Thorndike whispered to Camuso, telling her to shoot, but Camuso, who describes herself as a rule-follower, reminded her mentor about the earlier advice.
“She said, ‘It’s OK. He’s so close, it’s OK to shoot,’” Camuso said.
So shoot, Camuso did, dropping a bird that weighed 16.8 pounds and sported a 8 1/4-inch beard and 7/8-inch spurs.
“I couldn’t believe it,” Camuso said. “Having not grown up with guns, I was so nervous I was going to miss. Just totally miss the bird and blow all the work that Liz had done calling it in. And when I did it, I was so proud I started crying.”
Camuso said she was proud of making an effective shot that killed the bird quickly, and that she had provided a meal for her table.
At home a bit later, she sliced the breast meat thin, like you would for a stirfry.

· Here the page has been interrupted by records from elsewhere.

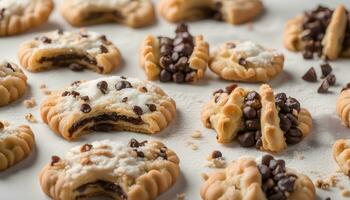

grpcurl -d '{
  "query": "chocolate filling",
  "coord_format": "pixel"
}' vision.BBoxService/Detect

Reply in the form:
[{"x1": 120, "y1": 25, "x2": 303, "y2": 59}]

Then she prepared her “standard marinade” of Italian dressing, Worcestershire sauce, soy sauce, brown sugar and orange juice, and added the turkey.
“It’s all I could think about all day — going home to eat my dinner — and it was great,” Camuso said. “I was so happy to be eating something that I know had lived its whole life in the wild, I knew it had had a happy life, it died quickly. No chemicals, and it was good for you. And I did it. I was so proud of myself.”
Since then, though, Camuso has had time to think about other aspects of the hunt. And she said she has learned another valuable lesson.
“The other piece that was so unexpected to me, both with Christy and Liz, is I feel so attached to those mentors,” Camuso said. “I trusted them so much, and it was such a bonding experience.”
Being new to hunting, Camuso has begun to learn about things she’d long heard to be true.
“I always hear about families out hunting and the tradition that is passed on, and never having experienced it, I didn’t understand how bonding that experience really is. It was really moving for me,” she said. “That was a totally unexpected benefit that was almost better than the meat itself, which is what I now consider to be these really good friends. That was almost the best part of the experience for me.”